In The New Jim Crow: Mass Incarceration in the Age of Colorblindness, Michelle Alexander unpacks the brutal locking up and locking out of black and brown males stateside since the 1980s. Mainly, she faults the so-called War on Drugs.
Driving this policy is the white racism that permeates US culture. Marshaling a wide scope of evidence in a strong introduction and six chapters, Alexander personalizes many of those trapped in what she terms a “caste system” of legal disenfranchisement.
Alexander’s thesis is clear. A skin-color discrimination of the Jim Crow era continues below the radar screen as President Barack Obama’s final term begins, which might surprise some whites.
To wit, colorblind policies of the criminal justice system target nonwhites for involvement with illegal drugs disproportionately. Upon release from prison, punitive laws and policies prevent ex-felons, disproportionately nonwhite, from returning to mainstream society.
What follows that is millions of second-class citizens. Chapter one traces the rise of a “law and order” viewpoint in the post-Civil Rights era, erected after efforts of racial segregationists battling against blacks and their allies rallying for human rights, law and order.

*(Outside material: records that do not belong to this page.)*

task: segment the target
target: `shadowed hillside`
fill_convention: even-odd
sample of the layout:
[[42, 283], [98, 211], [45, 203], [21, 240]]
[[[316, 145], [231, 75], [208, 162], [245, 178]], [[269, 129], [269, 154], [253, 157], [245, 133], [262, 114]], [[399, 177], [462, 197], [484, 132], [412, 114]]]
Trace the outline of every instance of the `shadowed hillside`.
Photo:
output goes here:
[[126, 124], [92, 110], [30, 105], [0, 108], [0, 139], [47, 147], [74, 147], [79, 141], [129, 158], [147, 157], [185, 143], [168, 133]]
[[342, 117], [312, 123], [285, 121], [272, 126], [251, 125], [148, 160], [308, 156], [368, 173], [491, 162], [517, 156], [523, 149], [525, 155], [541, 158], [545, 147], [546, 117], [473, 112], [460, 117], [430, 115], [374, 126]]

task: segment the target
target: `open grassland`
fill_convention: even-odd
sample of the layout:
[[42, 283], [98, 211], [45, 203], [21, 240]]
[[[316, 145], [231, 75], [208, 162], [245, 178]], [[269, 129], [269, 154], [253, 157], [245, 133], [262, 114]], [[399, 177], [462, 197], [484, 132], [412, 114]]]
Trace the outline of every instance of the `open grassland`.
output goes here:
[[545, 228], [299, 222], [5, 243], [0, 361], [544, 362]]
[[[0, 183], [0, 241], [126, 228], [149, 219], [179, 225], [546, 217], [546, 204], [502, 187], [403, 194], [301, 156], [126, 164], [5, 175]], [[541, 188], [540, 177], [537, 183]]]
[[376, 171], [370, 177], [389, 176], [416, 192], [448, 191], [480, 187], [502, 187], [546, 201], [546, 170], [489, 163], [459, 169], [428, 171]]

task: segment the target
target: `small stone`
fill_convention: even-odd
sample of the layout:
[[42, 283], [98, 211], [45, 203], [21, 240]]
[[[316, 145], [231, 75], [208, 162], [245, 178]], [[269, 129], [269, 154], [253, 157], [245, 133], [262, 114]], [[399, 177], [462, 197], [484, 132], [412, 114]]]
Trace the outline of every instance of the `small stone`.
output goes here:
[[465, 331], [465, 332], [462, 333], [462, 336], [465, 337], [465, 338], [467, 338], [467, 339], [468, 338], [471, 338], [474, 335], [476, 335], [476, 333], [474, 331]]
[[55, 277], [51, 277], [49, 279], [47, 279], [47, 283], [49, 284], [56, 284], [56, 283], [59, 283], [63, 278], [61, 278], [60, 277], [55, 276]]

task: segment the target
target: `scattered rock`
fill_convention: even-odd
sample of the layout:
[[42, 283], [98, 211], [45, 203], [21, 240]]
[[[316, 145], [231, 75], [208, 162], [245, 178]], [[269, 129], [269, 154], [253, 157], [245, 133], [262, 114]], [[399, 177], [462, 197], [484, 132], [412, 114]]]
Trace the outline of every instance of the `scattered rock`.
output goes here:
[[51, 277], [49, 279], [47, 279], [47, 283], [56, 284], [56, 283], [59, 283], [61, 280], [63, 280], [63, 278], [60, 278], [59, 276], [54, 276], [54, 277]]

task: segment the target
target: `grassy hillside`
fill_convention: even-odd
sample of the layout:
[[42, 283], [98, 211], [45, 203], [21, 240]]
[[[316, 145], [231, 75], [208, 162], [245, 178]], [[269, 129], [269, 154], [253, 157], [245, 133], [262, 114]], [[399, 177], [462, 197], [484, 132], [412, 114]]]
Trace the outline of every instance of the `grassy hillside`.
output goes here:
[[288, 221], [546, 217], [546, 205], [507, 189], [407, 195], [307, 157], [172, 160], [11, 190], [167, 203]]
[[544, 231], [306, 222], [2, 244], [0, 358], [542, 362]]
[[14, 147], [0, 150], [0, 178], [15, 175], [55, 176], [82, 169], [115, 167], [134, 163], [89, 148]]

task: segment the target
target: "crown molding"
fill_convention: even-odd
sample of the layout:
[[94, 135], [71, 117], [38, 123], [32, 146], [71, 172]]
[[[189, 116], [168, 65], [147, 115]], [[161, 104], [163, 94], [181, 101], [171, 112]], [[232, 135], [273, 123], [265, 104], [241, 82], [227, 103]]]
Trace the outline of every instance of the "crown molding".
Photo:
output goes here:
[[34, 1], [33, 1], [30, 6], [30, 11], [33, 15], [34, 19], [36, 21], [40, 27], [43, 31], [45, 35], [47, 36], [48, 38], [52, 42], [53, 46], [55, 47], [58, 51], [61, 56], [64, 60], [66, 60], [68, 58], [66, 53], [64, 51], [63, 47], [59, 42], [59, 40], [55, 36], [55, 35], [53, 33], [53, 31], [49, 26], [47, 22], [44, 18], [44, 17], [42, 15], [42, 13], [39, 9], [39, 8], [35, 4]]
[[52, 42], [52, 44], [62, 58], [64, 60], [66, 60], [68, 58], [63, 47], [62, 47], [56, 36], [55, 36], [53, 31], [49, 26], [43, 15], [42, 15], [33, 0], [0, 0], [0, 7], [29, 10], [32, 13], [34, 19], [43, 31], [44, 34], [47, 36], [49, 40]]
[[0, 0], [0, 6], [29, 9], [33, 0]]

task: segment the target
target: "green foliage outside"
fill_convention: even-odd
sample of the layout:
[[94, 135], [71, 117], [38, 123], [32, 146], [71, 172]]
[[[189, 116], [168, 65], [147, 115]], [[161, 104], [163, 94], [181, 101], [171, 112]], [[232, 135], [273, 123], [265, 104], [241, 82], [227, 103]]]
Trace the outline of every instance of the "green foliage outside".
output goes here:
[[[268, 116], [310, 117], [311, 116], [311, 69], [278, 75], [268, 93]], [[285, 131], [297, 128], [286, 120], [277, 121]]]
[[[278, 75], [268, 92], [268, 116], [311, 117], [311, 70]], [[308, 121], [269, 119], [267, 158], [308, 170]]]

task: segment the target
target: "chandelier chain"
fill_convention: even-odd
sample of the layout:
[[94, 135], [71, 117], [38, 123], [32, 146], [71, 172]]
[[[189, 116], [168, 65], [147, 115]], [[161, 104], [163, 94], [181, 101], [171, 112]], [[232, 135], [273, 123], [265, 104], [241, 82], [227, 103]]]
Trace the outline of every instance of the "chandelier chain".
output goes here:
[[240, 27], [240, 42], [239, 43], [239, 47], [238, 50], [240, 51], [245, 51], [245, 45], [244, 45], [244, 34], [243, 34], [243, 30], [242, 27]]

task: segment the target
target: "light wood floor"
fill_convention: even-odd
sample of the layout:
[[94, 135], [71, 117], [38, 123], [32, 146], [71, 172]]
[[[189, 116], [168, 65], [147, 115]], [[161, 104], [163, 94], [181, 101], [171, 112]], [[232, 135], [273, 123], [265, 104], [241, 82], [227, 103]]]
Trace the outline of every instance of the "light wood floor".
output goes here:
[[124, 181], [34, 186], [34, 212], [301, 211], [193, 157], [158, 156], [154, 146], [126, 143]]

Alexander argues that the War on Drugs fit the penal bill. Nine out of 10 drug offenders put behind bars were black or Latino, far outstripping their number in the populace, revealing the deep structures of white supremacy as the post-WW II prosperity ended.
In her second chapter, Alexander takes stock of how exactly the War on Drugs rounds up and locks up non-whites. For instance, she details how the Supreme Court has enabled police, under the guise of drug-enforcement, to stop and arrest suspects, then seize their cash, cars, etc.
Alexander fleshes out the shifting sands of (un)reasonable suspicion as the Supreme Court interprets the Fourth Amendment of the Constitution and police departments stop and frisk black and brown people.
Meanwhile, federal policy has shoveled “huge cash grants” of tax dollars to police departments opting to prioritize drug-law enforcement. Here is a telling money trail.
Meanwhile, political slogans bloom into all-out war, without explicitly advocating or engaging in outright race discrimination. The results are: “About as many people were returned to prison for parole violations in 2000 as were admitted to prison in 1980 for all reasons.”
How does a colorblind War on Drugs operate? We turn to a chapter titled “The Color of Justice.”
First, police choose those they want to stop, search and arrest for illegal drug involvement. Last, the Supreme Court bars challenges to step-one of such racial bias policies and practices in the criminal justice system.
As Alexander documents with proof here and throughout her book, whites are up to their ears in buying, selling and using illegal drugs, but they avoid the officially colorblind policy that targets those with black and brown skin for the twin evils of prisons and parole. A culture of cruelty infects the criminal justice system for nonwhites in the US, Alexander writes, whose bitter fates are to be social punching bags when they leave prison.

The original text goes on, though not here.